Why United States? Because Americans, Nyamu says, aren't aware of the severity of the problem.

"Many people ask me the same question: '[Why should we as Americans] be bothered by the poaching which is happening?' " he says shortly after completing his 900-kilometer trek from Boston to Washington. "And I still say back to them that America is still the second leading consumer of ivory.”

Since his arrival in the nation's capital, where his visit has been timed to coincide with Friday's International March for Elephants — an event that includes simultaneous marches in about 30 cities around the world — he's been discussing the elephants' plight.

A primary challenge he encounters, he says, is that people often admire products made from ivory without associating the items with the elephants' demise — that when poachers cut off the elephants' ivory tusks, the animals usually die.

The World Wildlife Fund says nearly 100 elephants are killed every day in Africa, illegally, by poachers.

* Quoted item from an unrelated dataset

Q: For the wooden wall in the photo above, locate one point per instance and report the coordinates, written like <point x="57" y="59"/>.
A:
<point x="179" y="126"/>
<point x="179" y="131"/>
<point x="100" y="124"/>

According to Crawford Allan, WWF North American international wildlife trade monitoring program director, poaching has been particularly devastating for a subspecies known as the forest elephant.

“Over the past 10 years, they have lost about 50 percent of the elephants in the forests of Africa and, therefore, in the next 10 years, there is a potential that all forest elephants will be gone completely," he says. "That whole subspecies will be gone, leaving the savannah elephants only in the rest of eastern southern Africa.”

Allan says deterring poachers who are often driven by organized, transnational criminal syndicates, is a massive challenge for African nations, whose rangers are often underfunded, poorly trained and lack the equipment required to cover vast swaths of land in order to protect elephant populations.

“You are looking for the needle in the haystack, literally, a lot of the times," he says. "Elephants are very big animals, but actually in a huge landscape, they are very, very small to find and detect. And so, it is very, very hard to protect those animals.”

As for Jim Nyamu, his foot campaign to raise awareness about poaching will not end in Washington, as he has recently planned long walks on the West Coast of the United States and in China.